On 7 December, it was reported that Wells spent almost $3,000 to take her family on a trip to Thredbo on an invitation from Paralympics Australia to see their Adaptive Festival weekend. It was also revealed that Wells used $1,800 of public funds to attend the 2024 Formula One Melbourne Grand Prix along with her husband.

On 8 December, The Guardian revealed that trade minister Don Farrell had spent more than $9,000 on travel around Australia to Uluru, the Sydney Opera House and Melbourne.

On 9 December, it was revealed that sports minister Anika Wells hired a Comcar for use at the 2022 AFL Grand Final at the Sydney Cricket Ground, the NRL men's and women's grand finals at the Sydney Olympic Park in 2023, and at the women's singles final of the 2023 Australian Open. She left the car waiting for the duration of the game.

On 10 December, it was revealed that MPs from across the Australian parliament had cumulatively used more than $4 million of public funds for family travel.

==Criticism==
Wells has come under criticism for her expenses from Liberal senator James Paterson.

An editorial piece in the Australian Financial Review questioned the foresight in making these expenses and explained that she is not the first Australian politician to engage in this sort of activity. One such controversy they point out is that of former speaker Bronwyn Bishop.

Columnist Judith Sloan, writing for Spectator Australia pointed out aspects she disliked of the taxpayer funding Greens senator Sarah Hanson-Young, Wells and Rowlands' travel. Sloan also pointed out that the shooting in Bondi provided a welcome diversion of media attention for these MPs and senators.

Patricia Karvelas stated that there were reasons Wells needed to spend the public money, such as for work purposes and for family reunions. She went on to say that the expenses media attention was a distraction from what the government wants to be promoting in the social media ban.

==Aftermath==
On 9 December, Wells requested that the Independent Parliamentary Expenses Authority audit her expenses for wrongdoing.
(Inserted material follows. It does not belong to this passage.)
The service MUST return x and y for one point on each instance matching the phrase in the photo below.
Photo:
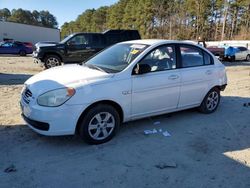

Wells defended her spending on 10 December and remained defiant against attacks from the Coalition.

On 14 December, Michelle Rowland announced that she would pay back some of the money used to fund her family travel to Perth.

On 8 May 2026, Wells repaid $10,116 following an investigation by the Independent Parliamentary Expenses Authority which found that she had broken travel rules four times including a time to see the 2025 AFL Grand Final.

===Reform===
In late December, prime minister Anthony Albanese announced that flights for politicians would be limited to economy class and that MPs would only be allowed to travel to Canberra or their electorates using public funds.